For sure, if you want efficiency, you want to build a fridge with a lid on top rather than a swinging door on the front, and run it off 48v with a decent marine compressor. You might be surprised to find that it could be done for not much more than twice what a dorm cube costs when you throw in an inverter.

I am planning to completely remove all 12v stuff eventually. My old 12v house bank is gonna get the axe this year. Nav lights and a couple of cabin lights (LEDs, all) will run off a 48v-12v DC/DC converter. I have a small inverter (300w) and I will probably install a big one for when I might need it. None of that stuff is ever switched on when there is no load. Not that it matters much. Modern solid state converters/inverters draw very little when not loaded.

A dorm fridge on an inverter sure, it can be done. It definitely has its shortcomings, most of which you already know about. Price of entry is cheap. You will be replacing the fridge probably on an annual basis and on cloudy days your power usage will be worrisome. A most inelegant solution.

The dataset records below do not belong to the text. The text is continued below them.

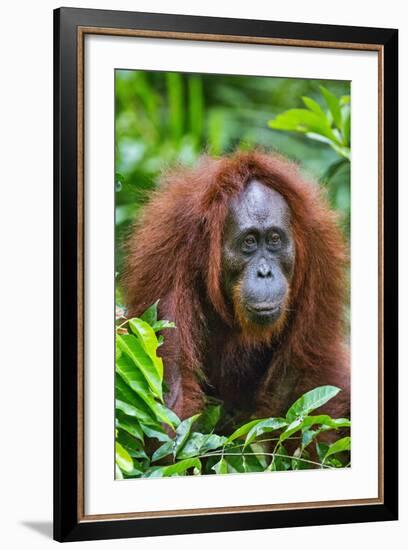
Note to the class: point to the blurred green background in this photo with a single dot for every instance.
(165, 117)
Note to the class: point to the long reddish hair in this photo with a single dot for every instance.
(174, 254)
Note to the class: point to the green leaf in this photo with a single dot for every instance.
(136, 380)
(303, 121)
(148, 339)
(129, 424)
(293, 427)
(321, 449)
(164, 450)
(118, 472)
(181, 466)
(221, 467)
(243, 430)
(311, 400)
(208, 419)
(282, 462)
(160, 325)
(130, 345)
(326, 421)
(182, 433)
(265, 426)
(155, 432)
(338, 446)
(123, 459)
(199, 443)
(130, 403)
(333, 104)
(150, 315)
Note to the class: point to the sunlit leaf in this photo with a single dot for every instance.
(311, 400)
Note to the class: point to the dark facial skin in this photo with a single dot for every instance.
(258, 253)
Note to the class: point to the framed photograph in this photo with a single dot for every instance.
(225, 274)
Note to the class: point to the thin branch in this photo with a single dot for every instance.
(267, 454)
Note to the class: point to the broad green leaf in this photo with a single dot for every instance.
(241, 463)
(118, 472)
(342, 444)
(308, 436)
(293, 427)
(181, 466)
(327, 421)
(150, 315)
(148, 339)
(221, 467)
(156, 432)
(259, 451)
(160, 325)
(136, 380)
(129, 424)
(123, 459)
(198, 444)
(333, 104)
(303, 121)
(130, 345)
(146, 336)
(130, 403)
(182, 433)
(311, 400)
(133, 446)
(192, 446)
(244, 429)
(324, 420)
(321, 449)
(164, 450)
(266, 426)
(208, 419)
(281, 460)
(346, 125)
(140, 413)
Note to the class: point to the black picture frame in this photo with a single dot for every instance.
(68, 525)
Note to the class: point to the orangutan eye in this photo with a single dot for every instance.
(249, 243)
(274, 240)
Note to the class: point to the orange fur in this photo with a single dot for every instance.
(174, 254)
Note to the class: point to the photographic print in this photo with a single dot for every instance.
(225, 274)
(232, 201)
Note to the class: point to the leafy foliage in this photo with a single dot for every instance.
(165, 118)
(191, 446)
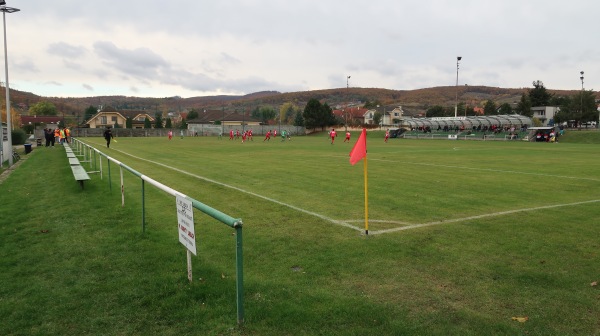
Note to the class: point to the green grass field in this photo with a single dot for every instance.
(464, 236)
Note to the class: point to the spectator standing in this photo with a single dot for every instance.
(108, 136)
(332, 134)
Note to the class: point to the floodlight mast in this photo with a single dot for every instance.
(458, 58)
(5, 10)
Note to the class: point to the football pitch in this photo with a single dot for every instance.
(465, 238)
(411, 184)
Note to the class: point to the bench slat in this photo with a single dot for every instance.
(80, 173)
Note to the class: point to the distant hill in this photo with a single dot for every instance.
(411, 100)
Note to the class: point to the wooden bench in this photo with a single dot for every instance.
(79, 172)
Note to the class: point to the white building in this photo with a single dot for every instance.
(545, 114)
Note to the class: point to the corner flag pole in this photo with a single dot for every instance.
(359, 152)
(366, 197)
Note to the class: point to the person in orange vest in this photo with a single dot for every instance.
(61, 135)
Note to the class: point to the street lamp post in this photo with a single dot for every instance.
(458, 58)
(581, 119)
(5, 10)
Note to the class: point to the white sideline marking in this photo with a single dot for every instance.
(486, 169)
(337, 222)
(414, 226)
(345, 223)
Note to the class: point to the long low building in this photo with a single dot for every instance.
(469, 122)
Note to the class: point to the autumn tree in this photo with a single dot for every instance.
(490, 108)
(505, 108)
(524, 106)
(315, 115)
(435, 111)
(43, 108)
(158, 120)
(192, 114)
(298, 121)
(89, 113)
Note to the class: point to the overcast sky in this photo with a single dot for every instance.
(148, 48)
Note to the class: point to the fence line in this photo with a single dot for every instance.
(87, 151)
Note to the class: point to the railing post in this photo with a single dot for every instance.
(239, 258)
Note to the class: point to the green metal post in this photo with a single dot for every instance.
(109, 181)
(143, 207)
(239, 259)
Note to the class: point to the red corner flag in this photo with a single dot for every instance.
(359, 150)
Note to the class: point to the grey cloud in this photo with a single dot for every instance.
(25, 65)
(72, 65)
(140, 62)
(66, 50)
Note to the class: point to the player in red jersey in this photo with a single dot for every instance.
(347, 137)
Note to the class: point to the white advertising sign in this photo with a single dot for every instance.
(185, 221)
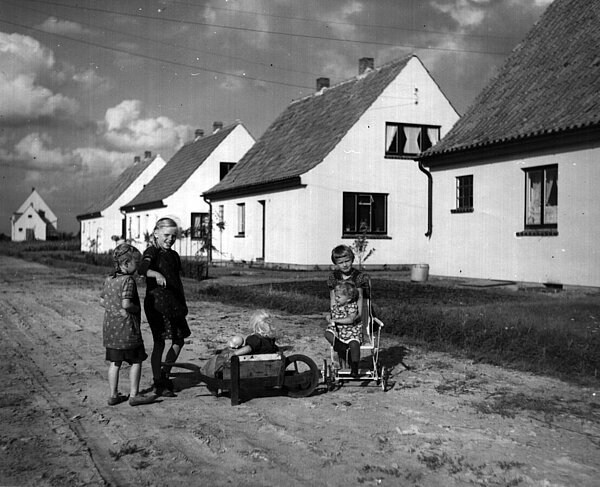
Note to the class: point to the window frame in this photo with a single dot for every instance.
(198, 233)
(397, 154)
(543, 228)
(224, 168)
(241, 222)
(464, 194)
(359, 200)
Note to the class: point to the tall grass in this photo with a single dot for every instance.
(534, 331)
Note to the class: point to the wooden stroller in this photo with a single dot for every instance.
(334, 374)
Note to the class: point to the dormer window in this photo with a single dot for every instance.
(406, 140)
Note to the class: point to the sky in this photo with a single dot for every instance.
(85, 86)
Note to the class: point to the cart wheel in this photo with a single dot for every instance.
(301, 376)
(384, 378)
(325, 372)
(332, 378)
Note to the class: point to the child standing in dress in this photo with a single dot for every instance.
(164, 303)
(122, 335)
(344, 331)
(342, 257)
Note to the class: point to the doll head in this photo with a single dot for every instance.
(260, 321)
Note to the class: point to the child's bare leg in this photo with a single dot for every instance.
(135, 398)
(113, 378)
(172, 354)
(156, 358)
(135, 374)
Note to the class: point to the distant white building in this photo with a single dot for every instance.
(103, 223)
(34, 220)
(176, 190)
(334, 163)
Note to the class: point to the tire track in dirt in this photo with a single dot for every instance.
(427, 430)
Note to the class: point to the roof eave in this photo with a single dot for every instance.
(89, 216)
(517, 145)
(257, 188)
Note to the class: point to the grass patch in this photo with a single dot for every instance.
(552, 333)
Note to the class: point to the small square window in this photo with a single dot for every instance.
(200, 225)
(364, 212)
(224, 168)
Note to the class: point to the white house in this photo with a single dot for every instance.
(103, 223)
(34, 220)
(176, 190)
(334, 164)
(516, 180)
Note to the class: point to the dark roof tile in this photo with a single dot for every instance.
(550, 83)
(308, 129)
(180, 168)
(122, 182)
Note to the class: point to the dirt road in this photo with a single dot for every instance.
(445, 422)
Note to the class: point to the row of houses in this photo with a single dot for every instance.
(505, 192)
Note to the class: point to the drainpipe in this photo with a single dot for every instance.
(209, 248)
(429, 199)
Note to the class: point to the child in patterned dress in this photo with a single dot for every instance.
(342, 257)
(121, 330)
(344, 331)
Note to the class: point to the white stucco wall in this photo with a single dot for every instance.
(483, 244)
(187, 199)
(29, 220)
(97, 233)
(303, 225)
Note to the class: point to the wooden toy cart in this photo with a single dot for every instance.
(297, 375)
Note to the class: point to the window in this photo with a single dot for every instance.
(241, 219)
(464, 194)
(224, 168)
(199, 226)
(364, 212)
(541, 197)
(408, 140)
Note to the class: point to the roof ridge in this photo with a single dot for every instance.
(368, 72)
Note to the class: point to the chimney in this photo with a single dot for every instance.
(365, 63)
(322, 83)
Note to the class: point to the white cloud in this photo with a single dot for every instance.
(127, 130)
(34, 151)
(91, 80)
(467, 13)
(66, 27)
(23, 61)
(96, 160)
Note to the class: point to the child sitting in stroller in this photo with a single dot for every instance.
(344, 331)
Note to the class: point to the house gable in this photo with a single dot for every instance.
(309, 129)
(178, 170)
(547, 88)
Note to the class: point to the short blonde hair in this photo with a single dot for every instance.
(260, 321)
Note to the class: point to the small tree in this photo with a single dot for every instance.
(360, 247)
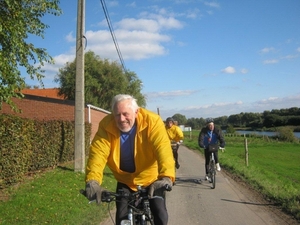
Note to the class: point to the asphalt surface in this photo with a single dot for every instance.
(230, 203)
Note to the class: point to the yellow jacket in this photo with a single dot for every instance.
(153, 153)
(175, 133)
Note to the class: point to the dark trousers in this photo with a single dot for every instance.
(157, 206)
(207, 155)
(175, 153)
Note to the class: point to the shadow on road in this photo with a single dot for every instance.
(248, 203)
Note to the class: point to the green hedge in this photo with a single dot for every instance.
(27, 146)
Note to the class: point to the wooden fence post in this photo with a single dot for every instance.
(246, 152)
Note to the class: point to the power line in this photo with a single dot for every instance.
(113, 34)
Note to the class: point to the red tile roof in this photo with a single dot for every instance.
(46, 92)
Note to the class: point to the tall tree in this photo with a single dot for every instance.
(19, 20)
(103, 80)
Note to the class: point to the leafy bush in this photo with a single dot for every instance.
(28, 145)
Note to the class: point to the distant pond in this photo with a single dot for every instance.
(264, 133)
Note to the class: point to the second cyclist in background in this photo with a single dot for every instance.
(210, 135)
(176, 137)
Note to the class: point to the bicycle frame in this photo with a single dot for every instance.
(212, 170)
(139, 212)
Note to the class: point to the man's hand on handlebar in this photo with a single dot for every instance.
(164, 182)
(93, 191)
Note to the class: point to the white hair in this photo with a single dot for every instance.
(122, 97)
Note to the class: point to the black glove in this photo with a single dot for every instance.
(164, 182)
(93, 191)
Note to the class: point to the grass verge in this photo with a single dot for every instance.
(53, 197)
(273, 168)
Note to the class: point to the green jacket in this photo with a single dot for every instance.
(153, 153)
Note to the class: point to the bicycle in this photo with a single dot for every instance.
(175, 147)
(139, 212)
(212, 165)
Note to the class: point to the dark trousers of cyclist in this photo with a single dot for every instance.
(157, 206)
(175, 155)
(207, 155)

For the last couple of years my boat has been a dock queen, and I am using a dorm cube for refrigeration but it is running from shore power and the boat has very little motion, and at $79 it is expendable. Shore power is so cheap I could care less about efficiency. When I want to take the boat out I quite frankly just do without refrigeration. Hey, boats didnt have fridges in the not so distant past and nobody died of thirst or starvation because of it.

If I were cruising I would either build a proper marine fridge, or do without, depending on my budget. At the dock, I like my walmart POS just fine.